ブラック精神科医たちの驚くべき生態を描いた問題作。読者から絶賛の声が続々と寄せられている⇒本を購入する(AMAZON)

拙著『精神医療ダークサイド』(講談社現代新書)では、継続中の精神医療訴訟を複数取り上げた。今回は、その続報をお伝えする。

第2章「拉致・監禁」で紹介した大阪の民事訴訟は、大阪地裁の判決が確定した。患者に入院を強制できる医療保護入院制度を悪用し、精神疾患ではない60代の女性を大阪府立精神医療センターに強制入院させた元夫が、賠償金を支払うことになったのだ。

女性は2011年1月、突如現れた男たち(民間の救急搬送業者)に拉致され、車で大阪府立精神医療センターに運ばれた。そこで「統合失調症」と誤診され、閉鎖病棟に収容された。対応した2人の精神科医(うち1人は強制入院の必要性を判断できる精神保健指定医)は、「妻には妄想や幻覚がある」などの元夫の作り話や、元夫が提出したウソの病歴書面を真に受け、健康な女性を重い精神疾患と診断し、人身の自由を奪った。
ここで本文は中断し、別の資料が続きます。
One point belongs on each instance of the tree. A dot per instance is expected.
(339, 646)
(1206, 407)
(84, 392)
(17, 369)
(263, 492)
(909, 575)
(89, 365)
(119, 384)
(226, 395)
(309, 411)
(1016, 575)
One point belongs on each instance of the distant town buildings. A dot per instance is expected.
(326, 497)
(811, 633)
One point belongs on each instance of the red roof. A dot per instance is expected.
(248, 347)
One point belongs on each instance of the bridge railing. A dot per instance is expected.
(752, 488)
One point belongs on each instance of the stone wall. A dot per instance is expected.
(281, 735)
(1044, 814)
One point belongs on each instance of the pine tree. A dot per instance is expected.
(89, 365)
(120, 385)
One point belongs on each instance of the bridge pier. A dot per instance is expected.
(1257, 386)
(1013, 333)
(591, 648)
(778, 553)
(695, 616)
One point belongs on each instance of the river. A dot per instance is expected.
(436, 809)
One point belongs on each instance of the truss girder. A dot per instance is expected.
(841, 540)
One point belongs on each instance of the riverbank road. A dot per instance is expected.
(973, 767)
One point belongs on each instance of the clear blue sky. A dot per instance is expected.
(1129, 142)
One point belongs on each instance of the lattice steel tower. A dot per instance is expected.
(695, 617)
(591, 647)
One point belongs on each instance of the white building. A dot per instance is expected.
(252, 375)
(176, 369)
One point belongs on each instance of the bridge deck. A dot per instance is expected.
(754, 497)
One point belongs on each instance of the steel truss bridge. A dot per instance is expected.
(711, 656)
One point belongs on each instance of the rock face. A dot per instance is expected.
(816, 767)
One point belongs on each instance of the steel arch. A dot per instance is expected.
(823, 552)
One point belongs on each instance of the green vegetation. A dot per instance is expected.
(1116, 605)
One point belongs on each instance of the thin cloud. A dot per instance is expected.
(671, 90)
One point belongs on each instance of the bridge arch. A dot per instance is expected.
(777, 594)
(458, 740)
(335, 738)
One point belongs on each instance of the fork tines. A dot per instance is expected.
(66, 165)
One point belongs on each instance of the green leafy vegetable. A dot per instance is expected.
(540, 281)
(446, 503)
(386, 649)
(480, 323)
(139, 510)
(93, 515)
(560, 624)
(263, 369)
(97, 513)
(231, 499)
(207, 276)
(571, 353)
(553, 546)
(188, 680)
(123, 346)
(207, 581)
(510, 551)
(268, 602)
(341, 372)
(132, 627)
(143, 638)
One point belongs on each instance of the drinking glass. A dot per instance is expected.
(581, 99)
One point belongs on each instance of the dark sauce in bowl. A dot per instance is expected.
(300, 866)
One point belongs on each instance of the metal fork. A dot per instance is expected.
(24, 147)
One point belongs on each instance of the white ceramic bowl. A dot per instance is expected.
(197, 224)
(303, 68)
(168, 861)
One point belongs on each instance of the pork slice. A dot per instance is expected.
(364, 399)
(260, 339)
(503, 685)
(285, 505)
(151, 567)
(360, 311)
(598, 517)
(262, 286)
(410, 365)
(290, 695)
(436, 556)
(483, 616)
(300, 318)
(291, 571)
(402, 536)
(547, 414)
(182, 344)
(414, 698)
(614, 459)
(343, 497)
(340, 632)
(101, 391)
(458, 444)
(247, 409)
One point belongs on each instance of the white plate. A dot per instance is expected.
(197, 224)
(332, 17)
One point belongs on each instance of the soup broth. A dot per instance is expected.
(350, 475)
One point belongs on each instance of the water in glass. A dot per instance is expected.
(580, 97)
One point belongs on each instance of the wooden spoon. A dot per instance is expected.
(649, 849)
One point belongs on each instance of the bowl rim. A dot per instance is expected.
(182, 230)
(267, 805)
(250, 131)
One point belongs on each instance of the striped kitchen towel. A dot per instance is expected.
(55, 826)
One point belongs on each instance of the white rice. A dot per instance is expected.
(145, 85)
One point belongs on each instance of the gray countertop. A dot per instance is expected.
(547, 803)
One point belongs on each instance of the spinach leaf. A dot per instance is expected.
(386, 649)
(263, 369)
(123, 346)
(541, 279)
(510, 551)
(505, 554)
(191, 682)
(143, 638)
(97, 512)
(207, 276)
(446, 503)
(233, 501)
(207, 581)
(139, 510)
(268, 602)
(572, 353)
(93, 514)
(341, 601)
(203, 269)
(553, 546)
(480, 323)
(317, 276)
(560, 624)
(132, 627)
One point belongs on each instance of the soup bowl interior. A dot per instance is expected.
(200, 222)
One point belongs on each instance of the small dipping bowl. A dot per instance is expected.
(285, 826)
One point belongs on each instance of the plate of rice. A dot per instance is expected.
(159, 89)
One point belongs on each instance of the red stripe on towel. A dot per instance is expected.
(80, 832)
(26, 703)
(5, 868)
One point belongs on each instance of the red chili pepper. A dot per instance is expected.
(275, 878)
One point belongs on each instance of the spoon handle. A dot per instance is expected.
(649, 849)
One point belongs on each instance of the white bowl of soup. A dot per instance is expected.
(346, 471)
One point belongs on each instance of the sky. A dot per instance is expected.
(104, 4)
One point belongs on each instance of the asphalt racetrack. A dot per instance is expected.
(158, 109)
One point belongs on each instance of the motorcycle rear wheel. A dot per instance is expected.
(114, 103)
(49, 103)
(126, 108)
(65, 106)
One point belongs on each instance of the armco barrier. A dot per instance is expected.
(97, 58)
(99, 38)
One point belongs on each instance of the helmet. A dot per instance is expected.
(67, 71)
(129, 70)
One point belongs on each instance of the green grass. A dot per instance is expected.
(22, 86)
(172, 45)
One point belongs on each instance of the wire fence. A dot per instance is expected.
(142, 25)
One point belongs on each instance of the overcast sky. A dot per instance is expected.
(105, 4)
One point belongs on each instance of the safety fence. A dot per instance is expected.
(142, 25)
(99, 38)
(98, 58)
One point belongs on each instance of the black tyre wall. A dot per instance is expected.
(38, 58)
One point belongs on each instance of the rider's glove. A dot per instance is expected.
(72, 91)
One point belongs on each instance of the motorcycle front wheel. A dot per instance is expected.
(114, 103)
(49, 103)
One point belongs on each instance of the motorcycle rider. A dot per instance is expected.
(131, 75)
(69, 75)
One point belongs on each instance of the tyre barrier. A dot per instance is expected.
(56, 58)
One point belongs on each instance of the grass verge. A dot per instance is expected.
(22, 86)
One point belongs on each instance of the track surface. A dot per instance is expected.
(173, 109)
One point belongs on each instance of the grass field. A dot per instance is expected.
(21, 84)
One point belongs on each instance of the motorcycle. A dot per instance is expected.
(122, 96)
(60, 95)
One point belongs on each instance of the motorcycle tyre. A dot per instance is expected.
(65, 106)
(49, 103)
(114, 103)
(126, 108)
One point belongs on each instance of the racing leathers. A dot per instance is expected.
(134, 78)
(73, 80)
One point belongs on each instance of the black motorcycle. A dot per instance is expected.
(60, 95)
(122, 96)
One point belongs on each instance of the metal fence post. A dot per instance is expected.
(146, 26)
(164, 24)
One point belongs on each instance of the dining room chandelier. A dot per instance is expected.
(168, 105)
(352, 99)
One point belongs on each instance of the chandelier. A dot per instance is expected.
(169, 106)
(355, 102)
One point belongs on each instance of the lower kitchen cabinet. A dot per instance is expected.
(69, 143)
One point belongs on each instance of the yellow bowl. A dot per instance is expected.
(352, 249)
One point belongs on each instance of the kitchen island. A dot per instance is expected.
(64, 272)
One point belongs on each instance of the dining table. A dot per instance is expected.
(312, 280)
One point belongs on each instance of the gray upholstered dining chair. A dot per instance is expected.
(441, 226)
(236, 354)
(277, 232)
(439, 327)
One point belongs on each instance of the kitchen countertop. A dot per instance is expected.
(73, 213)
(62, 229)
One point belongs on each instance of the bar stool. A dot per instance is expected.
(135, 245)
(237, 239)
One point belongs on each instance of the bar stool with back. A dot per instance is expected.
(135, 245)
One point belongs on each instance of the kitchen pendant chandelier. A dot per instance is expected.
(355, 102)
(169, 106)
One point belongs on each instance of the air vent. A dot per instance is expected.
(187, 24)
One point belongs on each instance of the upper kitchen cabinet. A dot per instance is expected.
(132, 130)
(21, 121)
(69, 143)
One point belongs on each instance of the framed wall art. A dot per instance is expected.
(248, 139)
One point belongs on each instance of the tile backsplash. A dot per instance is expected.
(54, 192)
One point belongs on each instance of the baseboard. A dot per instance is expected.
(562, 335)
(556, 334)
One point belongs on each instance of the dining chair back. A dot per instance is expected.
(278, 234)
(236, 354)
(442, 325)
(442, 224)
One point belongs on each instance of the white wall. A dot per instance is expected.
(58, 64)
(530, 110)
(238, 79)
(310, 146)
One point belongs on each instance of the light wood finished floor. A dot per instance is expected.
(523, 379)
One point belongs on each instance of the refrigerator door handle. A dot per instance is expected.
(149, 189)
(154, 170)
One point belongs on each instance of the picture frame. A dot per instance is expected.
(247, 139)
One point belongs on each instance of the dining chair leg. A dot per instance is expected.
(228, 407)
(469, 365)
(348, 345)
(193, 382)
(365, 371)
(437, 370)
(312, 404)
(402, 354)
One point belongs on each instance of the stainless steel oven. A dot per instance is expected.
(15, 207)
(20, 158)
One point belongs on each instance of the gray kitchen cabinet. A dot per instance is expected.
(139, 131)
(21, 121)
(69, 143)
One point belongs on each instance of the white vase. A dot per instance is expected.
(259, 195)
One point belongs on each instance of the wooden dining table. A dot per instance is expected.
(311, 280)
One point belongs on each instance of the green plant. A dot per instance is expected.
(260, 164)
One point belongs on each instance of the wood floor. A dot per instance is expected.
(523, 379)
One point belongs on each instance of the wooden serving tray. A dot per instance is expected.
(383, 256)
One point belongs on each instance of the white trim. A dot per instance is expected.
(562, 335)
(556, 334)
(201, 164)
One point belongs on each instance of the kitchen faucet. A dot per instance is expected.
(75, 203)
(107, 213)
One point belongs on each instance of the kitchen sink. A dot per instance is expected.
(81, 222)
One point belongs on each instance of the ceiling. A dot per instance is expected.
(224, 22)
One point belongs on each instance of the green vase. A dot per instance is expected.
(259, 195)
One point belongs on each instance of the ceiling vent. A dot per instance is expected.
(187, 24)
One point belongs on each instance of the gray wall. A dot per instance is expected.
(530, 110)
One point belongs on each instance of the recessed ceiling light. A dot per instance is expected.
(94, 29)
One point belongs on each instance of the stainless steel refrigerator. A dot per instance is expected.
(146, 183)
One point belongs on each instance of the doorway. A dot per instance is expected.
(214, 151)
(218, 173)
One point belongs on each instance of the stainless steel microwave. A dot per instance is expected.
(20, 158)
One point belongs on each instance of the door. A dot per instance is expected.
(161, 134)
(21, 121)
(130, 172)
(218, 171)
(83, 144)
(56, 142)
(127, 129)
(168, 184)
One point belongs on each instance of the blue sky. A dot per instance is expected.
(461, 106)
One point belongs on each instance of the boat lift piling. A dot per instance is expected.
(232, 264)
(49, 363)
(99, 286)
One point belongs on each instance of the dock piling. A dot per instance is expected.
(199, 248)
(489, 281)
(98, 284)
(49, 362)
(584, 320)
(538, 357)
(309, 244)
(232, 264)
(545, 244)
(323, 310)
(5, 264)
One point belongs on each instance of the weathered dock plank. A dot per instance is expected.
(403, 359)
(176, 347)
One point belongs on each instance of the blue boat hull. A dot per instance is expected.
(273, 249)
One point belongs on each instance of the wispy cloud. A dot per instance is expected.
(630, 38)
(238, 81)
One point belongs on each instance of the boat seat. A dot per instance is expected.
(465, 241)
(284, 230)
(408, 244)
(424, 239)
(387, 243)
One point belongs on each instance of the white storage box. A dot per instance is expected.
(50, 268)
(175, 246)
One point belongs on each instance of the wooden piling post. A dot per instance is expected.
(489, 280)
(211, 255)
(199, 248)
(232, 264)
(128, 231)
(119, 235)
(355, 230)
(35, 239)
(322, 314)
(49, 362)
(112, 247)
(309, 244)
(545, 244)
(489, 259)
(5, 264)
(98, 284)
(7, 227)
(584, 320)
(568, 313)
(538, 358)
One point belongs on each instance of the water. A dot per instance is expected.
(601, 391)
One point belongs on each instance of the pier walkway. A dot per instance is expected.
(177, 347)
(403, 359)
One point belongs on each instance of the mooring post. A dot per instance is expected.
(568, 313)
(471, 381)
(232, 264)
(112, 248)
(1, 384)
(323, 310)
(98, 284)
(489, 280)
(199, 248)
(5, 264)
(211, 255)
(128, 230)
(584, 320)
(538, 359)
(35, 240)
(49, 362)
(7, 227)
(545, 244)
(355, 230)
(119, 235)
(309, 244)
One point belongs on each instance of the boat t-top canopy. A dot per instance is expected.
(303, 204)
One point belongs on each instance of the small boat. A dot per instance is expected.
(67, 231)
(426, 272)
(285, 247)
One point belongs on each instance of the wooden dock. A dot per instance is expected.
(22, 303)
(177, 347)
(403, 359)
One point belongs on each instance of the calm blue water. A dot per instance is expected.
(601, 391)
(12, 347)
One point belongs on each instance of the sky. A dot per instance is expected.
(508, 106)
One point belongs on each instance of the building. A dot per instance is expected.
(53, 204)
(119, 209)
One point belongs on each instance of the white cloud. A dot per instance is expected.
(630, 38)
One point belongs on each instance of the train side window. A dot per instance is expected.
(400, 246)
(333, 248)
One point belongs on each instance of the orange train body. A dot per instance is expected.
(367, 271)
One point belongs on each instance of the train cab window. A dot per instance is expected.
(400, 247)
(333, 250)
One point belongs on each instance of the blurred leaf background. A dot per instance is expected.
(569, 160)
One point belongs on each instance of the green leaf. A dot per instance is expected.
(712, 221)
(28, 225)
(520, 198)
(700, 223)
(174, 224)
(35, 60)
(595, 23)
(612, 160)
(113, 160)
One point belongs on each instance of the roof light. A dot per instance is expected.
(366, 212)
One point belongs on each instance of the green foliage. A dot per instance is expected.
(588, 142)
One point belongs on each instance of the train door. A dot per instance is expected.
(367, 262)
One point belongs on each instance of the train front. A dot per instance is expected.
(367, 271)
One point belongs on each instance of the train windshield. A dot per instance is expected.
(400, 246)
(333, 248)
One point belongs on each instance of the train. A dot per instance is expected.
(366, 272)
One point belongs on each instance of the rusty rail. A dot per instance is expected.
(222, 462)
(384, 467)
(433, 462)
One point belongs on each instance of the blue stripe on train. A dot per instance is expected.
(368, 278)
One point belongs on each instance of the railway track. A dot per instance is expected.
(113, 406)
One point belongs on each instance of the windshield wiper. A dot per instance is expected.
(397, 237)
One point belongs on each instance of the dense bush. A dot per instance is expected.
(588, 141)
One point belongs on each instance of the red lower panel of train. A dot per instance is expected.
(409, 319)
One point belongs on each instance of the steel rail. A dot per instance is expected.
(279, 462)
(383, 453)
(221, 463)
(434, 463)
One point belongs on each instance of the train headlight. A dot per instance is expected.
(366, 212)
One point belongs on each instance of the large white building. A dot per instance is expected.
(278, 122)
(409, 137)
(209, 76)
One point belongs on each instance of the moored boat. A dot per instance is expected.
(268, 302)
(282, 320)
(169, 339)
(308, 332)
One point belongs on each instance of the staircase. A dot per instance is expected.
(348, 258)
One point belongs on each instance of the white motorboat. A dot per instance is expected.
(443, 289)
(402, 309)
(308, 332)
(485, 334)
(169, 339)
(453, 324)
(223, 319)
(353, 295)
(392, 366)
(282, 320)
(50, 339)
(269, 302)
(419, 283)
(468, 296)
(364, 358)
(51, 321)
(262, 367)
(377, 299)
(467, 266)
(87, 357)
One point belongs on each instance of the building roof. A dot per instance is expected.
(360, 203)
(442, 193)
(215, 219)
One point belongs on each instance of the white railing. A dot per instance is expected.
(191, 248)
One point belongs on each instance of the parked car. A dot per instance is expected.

こうした場合、不当な入院は長期化しやすい。強制的に連れて行かれた病院で「私は精神病じゃない」と猛抗議したり、取り囲む医師や看護師を振り切って病院を出ようとしたりすると、それは当然の反応にもかかわらず、「病識(病気という認識)がない」「病的な興奮状態だ」などと決めつけられ、精神疾患の証しにされてしまう。その結果、鎮静の注射や電気ショック(電気けいれん療法)が行われた例もある。